Het onderzoek is in opdracht van het college uitgevoerd door het
Centrum voor Onderzoek en Statistiek (COS). Ongeveer 1400
Rotterdammers gaven hun mening. Gevraagd is hoe de Rotterdammers tegen
het gemeentebestuur aankijken en welke de belangrijkste onderwerpen
zijn die het gemeentebestuur aan moet pakken. De resultaten van het
onderzoek zijn een nul-meting.
De vraag hoe de Rotterdammers tegen het gemeentebestuur aankijken kon
worden beantwoord door te reageren op 12 stellingen. De stelling dat
het gemeentebestuur goed samenwerkt met instellingen en organisaties
in de stad vindt de meeste instemming: 44 % van de Rotterdammers is
het daarmee eens of zeer eens. Ook vinden veel Rotterdammers dat het
gemeentebestuur burgers stimuleert om mee te doen (41 %) en staat voor
normen en waarden (40 %). Relatief weinig Rotterdammers vinden dat het
gemeentebestuur overbodige regels afschaft (12%). Oudere Rotterdammers
oordelen wat positiever over het gemeentebestuur dan Rotterdammers
onder de 65 jaar.
De aanpak van overlastgevende jongeren is in de ogen van de
Rotterdammers het belangrijkste onderwerp dat het College van B en W
moet aanpakken. Dat wordt aangegeven door 60 % van de respondenten.

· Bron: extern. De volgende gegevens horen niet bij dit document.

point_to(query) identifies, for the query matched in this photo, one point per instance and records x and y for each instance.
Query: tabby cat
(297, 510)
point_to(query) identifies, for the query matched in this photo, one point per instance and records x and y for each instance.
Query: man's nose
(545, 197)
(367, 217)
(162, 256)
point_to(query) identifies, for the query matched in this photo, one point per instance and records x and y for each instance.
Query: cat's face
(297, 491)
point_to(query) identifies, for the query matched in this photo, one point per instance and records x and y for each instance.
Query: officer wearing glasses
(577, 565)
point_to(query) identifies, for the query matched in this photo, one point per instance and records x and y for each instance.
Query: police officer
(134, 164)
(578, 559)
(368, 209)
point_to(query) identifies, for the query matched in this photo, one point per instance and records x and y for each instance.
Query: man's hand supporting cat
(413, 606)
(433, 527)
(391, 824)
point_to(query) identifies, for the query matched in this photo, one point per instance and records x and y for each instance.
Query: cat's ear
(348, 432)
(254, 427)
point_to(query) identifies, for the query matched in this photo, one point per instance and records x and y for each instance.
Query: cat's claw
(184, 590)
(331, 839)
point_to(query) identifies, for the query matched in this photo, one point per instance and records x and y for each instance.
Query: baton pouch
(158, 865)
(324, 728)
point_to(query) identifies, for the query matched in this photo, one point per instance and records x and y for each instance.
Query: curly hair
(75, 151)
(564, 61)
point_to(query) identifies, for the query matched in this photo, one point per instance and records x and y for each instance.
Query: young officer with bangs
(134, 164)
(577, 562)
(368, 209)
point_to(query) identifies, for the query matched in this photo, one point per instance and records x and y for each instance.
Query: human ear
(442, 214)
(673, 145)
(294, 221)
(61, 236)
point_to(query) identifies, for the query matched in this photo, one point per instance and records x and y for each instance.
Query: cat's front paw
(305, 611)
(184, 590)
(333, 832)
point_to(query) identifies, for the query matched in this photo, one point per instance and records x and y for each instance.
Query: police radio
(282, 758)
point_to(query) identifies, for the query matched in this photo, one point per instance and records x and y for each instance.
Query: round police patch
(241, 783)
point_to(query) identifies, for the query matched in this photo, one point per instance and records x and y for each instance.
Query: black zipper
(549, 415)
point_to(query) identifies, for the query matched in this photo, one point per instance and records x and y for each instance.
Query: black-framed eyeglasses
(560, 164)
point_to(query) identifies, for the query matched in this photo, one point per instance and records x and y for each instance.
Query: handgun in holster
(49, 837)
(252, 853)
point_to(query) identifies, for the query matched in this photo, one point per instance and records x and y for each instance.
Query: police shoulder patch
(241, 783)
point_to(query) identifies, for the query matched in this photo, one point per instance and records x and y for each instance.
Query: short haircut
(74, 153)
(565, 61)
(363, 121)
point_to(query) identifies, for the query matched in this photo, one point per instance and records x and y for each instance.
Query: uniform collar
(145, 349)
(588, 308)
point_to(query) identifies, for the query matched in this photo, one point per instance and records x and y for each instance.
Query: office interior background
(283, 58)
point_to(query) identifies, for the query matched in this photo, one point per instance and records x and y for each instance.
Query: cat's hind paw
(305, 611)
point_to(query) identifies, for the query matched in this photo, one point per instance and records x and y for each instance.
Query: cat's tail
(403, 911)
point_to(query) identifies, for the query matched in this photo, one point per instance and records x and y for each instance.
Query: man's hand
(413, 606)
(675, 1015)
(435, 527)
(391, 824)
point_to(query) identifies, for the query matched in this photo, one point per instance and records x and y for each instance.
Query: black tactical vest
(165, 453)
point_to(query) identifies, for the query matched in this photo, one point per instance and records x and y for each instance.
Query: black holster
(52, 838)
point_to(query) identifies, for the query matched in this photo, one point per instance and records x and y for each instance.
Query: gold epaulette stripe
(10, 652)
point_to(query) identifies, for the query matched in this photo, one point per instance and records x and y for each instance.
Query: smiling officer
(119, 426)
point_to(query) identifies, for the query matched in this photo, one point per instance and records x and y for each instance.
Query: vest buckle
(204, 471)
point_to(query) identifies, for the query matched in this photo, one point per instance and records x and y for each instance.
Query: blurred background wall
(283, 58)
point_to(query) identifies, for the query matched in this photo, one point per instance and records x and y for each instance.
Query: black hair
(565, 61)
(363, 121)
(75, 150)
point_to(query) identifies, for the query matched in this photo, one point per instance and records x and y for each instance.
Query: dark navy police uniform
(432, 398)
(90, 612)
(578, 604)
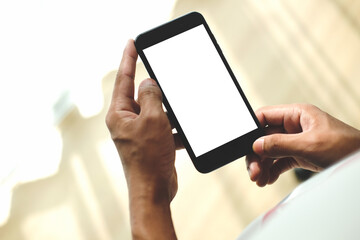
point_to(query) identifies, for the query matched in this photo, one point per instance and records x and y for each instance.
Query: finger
(279, 145)
(286, 116)
(123, 94)
(264, 176)
(253, 166)
(279, 167)
(178, 143)
(150, 97)
(170, 120)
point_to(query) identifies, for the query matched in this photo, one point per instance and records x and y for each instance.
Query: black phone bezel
(227, 152)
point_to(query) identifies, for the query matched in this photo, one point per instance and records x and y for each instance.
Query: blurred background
(60, 175)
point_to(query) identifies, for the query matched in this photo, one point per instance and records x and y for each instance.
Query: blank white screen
(200, 90)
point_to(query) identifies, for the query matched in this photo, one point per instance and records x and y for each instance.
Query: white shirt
(327, 206)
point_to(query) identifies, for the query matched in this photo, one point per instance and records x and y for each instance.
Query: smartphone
(200, 92)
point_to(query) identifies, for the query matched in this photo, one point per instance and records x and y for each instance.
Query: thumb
(278, 145)
(149, 95)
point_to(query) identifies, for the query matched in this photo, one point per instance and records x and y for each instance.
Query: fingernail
(258, 146)
(147, 82)
(249, 171)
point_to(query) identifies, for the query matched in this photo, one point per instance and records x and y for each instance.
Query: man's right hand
(298, 136)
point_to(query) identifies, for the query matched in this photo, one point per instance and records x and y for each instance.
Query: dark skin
(298, 136)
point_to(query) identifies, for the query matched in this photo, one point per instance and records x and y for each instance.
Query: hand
(143, 137)
(298, 136)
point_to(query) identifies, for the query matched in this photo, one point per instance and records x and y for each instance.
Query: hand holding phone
(200, 92)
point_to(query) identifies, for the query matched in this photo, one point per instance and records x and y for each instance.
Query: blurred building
(281, 52)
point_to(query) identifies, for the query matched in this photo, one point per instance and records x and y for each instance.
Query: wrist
(150, 213)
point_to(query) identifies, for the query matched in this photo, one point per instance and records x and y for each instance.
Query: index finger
(286, 117)
(123, 92)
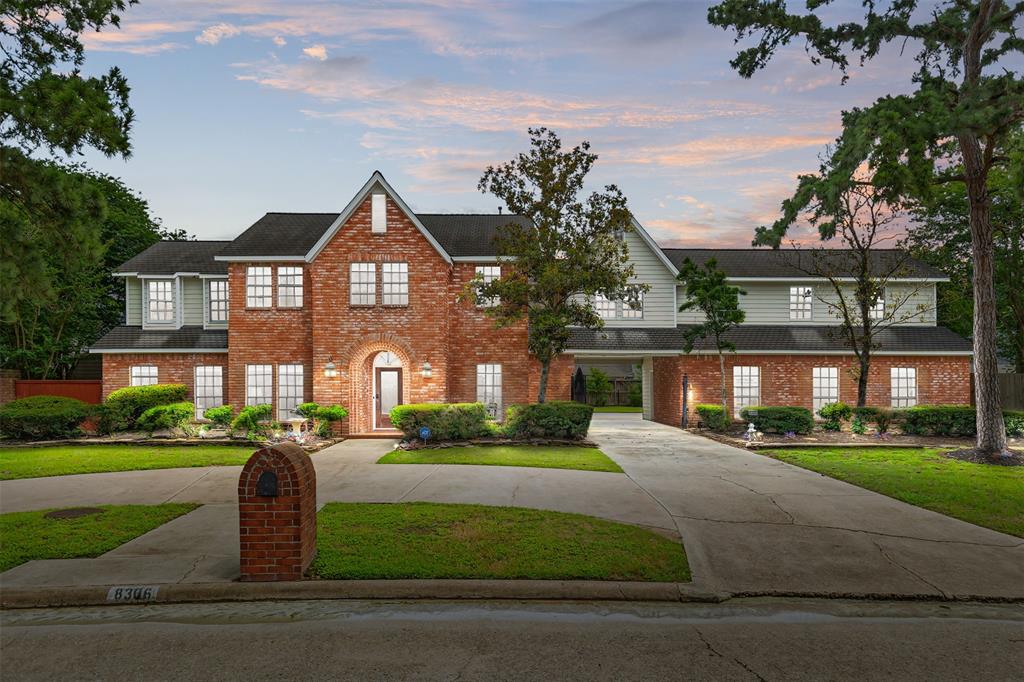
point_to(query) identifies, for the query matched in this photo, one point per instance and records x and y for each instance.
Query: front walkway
(751, 524)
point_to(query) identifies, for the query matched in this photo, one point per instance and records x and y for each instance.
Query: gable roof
(757, 263)
(171, 257)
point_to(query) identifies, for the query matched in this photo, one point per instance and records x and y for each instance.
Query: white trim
(375, 179)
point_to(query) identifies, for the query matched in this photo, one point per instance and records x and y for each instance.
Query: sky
(245, 107)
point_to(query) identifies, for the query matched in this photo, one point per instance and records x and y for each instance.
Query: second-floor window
(800, 302)
(394, 284)
(289, 287)
(361, 284)
(258, 287)
(160, 296)
(218, 300)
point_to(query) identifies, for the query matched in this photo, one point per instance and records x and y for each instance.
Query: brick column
(278, 514)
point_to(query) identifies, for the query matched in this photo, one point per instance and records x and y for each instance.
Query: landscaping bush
(125, 406)
(834, 415)
(175, 415)
(714, 417)
(42, 417)
(556, 419)
(446, 421)
(779, 419)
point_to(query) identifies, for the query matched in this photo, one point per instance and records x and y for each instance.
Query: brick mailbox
(278, 514)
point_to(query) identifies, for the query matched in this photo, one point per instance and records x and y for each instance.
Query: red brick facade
(785, 380)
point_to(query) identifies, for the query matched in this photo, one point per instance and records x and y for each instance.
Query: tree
(707, 290)
(965, 103)
(573, 249)
(860, 293)
(941, 237)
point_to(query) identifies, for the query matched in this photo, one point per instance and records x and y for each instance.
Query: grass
(29, 536)
(425, 540)
(554, 457)
(981, 494)
(64, 460)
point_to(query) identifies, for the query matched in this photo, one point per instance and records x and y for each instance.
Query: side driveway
(753, 524)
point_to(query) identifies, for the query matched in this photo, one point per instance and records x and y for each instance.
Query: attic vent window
(379, 214)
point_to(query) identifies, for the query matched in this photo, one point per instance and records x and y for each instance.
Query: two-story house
(360, 308)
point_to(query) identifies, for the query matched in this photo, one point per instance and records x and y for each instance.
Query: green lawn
(62, 460)
(982, 494)
(424, 540)
(28, 536)
(550, 457)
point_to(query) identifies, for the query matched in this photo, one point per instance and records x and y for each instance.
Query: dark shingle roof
(171, 257)
(793, 263)
(186, 338)
(770, 337)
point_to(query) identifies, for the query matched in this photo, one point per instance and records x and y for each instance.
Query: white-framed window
(634, 311)
(394, 284)
(363, 284)
(209, 390)
(218, 300)
(143, 375)
(488, 388)
(290, 390)
(289, 287)
(160, 300)
(745, 387)
(258, 287)
(801, 301)
(824, 386)
(259, 384)
(904, 386)
(605, 307)
(487, 273)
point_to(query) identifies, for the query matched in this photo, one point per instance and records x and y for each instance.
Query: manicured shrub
(834, 415)
(175, 415)
(221, 416)
(779, 419)
(713, 417)
(42, 417)
(446, 421)
(123, 408)
(556, 419)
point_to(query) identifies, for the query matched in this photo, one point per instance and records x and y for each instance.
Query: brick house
(359, 308)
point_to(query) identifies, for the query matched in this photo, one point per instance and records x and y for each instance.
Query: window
(363, 284)
(800, 302)
(605, 307)
(259, 384)
(218, 300)
(289, 390)
(258, 287)
(904, 386)
(745, 387)
(824, 386)
(143, 375)
(394, 284)
(160, 296)
(488, 388)
(209, 389)
(378, 217)
(289, 287)
(487, 273)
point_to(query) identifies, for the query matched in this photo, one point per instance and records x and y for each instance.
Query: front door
(388, 394)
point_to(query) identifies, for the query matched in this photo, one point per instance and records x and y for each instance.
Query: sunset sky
(246, 107)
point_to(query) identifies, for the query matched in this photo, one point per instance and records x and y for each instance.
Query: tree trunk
(991, 439)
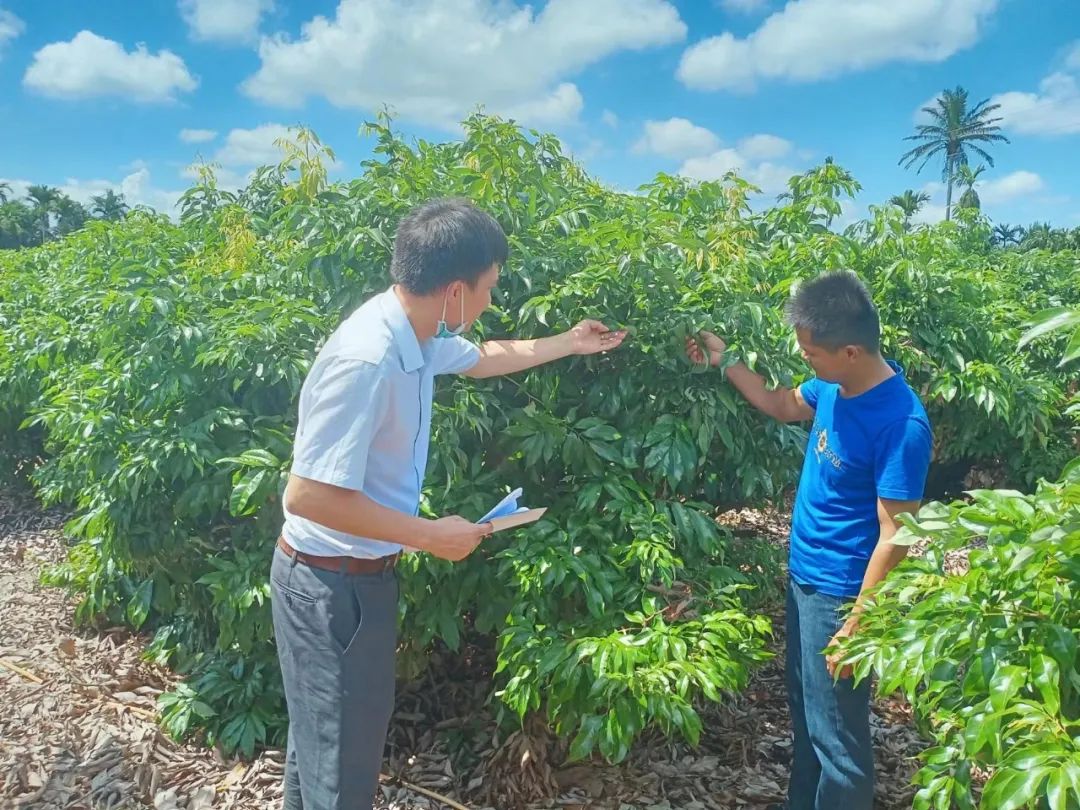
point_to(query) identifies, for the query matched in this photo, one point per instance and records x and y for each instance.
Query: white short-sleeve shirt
(365, 418)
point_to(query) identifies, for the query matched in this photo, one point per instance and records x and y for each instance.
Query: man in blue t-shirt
(866, 463)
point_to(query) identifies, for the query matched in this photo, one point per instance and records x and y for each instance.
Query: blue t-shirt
(874, 445)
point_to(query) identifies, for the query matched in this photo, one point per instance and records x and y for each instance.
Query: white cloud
(1053, 110)
(434, 61)
(136, 187)
(225, 21)
(1072, 56)
(764, 147)
(1010, 188)
(563, 104)
(252, 147)
(1013, 185)
(744, 7)
(920, 116)
(767, 175)
(198, 136)
(676, 137)
(10, 28)
(92, 66)
(818, 39)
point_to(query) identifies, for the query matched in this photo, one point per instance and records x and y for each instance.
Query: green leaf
(241, 502)
(138, 606)
(1006, 683)
(1045, 676)
(1050, 320)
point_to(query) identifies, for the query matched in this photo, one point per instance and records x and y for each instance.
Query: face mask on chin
(442, 331)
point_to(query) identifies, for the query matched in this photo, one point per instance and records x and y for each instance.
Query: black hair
(837, 310)
(443, 241)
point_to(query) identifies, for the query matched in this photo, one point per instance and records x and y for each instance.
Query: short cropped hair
(443, 241)
(837, 310)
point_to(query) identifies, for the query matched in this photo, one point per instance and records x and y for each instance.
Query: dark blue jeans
(833, 755)
(336, 635)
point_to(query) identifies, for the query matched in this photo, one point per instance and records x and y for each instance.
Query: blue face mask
(442, 331)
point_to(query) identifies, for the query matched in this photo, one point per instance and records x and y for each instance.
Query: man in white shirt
(353, 496)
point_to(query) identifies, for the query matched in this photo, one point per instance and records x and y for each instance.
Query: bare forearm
(353, 513)
(507, 356)
(886, 557)
(752, 387)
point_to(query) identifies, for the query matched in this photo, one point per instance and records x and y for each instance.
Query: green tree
(70, 215)
(1007, 234)
(909, 202)
(44, 200)
(967, 177)
(954, 131)
(109, 206)
(17, 225)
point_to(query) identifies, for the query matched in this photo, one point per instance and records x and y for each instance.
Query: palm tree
(109, 206)
(17, 225)
(1038, 234)
(909, 202)
(70, 215)
(953, 131)
(1006, 234)
(967, 177)
(44, 199)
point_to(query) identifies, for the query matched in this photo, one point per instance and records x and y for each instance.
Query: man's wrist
(566, 343)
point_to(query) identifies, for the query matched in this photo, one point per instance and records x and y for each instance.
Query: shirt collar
(408, 347)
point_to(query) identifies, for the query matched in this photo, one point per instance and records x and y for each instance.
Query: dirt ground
(78, 730)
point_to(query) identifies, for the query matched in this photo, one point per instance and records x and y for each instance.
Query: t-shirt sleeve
(902, 460)
(342, 413)
(810, 391)
(455, 355)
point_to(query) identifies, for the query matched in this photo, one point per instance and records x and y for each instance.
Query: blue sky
(127, 94)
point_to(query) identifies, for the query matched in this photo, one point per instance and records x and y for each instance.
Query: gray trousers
(336, 636)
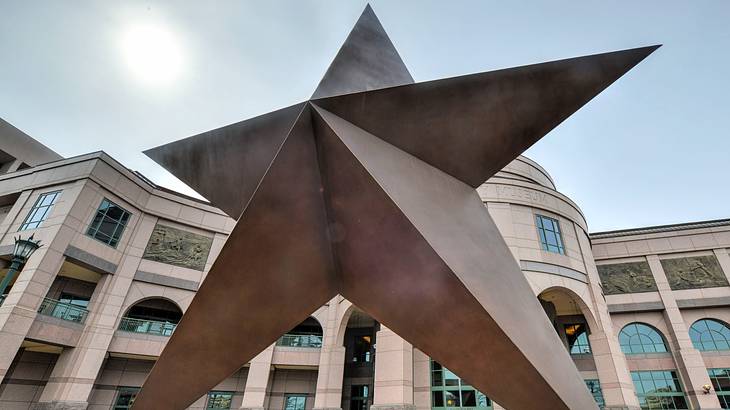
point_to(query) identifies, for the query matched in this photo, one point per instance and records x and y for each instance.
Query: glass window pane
(108, 223)
(40, 211)
(549, 234)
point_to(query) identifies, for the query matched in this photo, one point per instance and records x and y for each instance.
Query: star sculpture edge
(368, 190)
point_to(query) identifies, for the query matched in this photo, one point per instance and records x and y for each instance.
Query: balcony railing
(61, 310)
(300, 340)
(150, 327)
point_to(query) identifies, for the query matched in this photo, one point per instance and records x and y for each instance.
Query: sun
(153, 53)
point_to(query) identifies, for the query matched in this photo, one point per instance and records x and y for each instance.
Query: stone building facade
(644, 312)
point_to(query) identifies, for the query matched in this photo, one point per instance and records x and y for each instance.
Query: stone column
(690, 365)
(723, 257)
(72, 379)
(613, 371)
(19, 309)
(259, 373)
(331, 369)
(421, 380)
(393, 385)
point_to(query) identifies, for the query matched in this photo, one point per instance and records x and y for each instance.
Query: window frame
(287, 396)
(696, 335)
(542, 232)
(211, 397)
(723, 394)
(594, 387)
(123, 389)
(581, 337)
(461, 386)
(638, 325)
(641, 378)
(37, 206)
(101, 215)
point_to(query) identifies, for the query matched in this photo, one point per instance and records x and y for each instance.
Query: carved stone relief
(694, 272)
(630, 277)
(178, 247)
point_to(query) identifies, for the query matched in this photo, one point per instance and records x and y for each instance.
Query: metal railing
(151, 327)
(61, 310)
(300, 340)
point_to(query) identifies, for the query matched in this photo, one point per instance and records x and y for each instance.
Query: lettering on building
(177, 247)
(630, 277)
(524, 194)
(694, 272)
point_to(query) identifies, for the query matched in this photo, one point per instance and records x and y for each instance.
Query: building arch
(640, 337)
(308, 333)
(710, 334)
(550, 293)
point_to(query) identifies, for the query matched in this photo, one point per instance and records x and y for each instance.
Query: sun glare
(153, 53)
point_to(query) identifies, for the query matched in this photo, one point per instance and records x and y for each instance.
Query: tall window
(295, 402)
(449, 390)
(659, 390)
(709, 334)
(40, 211)
(109, 223)
(550, 237)
(594, 386)
(640, 338)
(125, 398)
(721, 383)
(577, 338)
(359, 397)
(219, 400)
(361, 353)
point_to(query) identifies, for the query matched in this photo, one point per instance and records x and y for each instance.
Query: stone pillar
(19, 309)
(72, 379)
(723, 257)
(421, 380)
(393, 385)
(690, 365)
(331, 369)
(613, 371)
(259, 373)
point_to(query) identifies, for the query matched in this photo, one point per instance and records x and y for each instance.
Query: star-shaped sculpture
(368, 190)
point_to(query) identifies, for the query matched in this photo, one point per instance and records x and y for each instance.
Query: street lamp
(23, 249)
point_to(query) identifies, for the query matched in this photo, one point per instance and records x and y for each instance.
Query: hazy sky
(122, 77)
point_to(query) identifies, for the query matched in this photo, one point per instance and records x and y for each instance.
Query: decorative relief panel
(694, 272)
(630, 277)
(178, 247)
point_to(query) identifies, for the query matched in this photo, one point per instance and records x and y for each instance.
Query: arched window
(710, 334)
(154, 316)
(641, 338)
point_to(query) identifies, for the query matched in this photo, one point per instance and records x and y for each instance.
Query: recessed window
(721, 383)
(551, 238)
(362, 349)
(219, 400)
(577, 338)
(659, 389)
(295, 402)
(594, 386)
(449, 391)
(709, 335)
(40, 211)
(125, 398)
(637, 338)
(359, 394)
(109, 223)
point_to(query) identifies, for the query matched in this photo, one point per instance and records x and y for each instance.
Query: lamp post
(23, 249)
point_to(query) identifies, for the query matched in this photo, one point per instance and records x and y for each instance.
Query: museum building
(643, 312)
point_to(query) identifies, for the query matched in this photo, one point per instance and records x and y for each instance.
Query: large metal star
(367, 190)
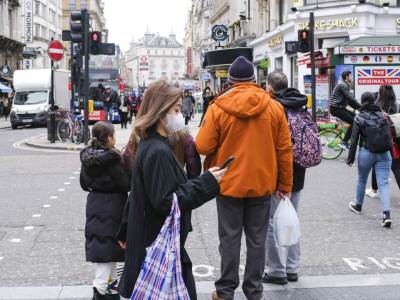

Andere belangrijke onderwerpen zijn "schoon en heel op straat" (58%),
en "veilige wijken" (51 %).
Ook is gevraagd naar de naamsbekendheid van de Rotterdamse wethouders.
Wethouder Leonard Geluk is met 15,7 % het meest bekend, gevolgd door
wethouder Orhan Kaya met 12,6 % en wethouder Lucas Bolsius met 9.6 %.
Het onderzoek is een meting van de herkenning en waardering van het
college. Het is geen beleidseffectrapportage of een voortgangsmonitor
zoals bijvoorbeeld de veiligheidsindex.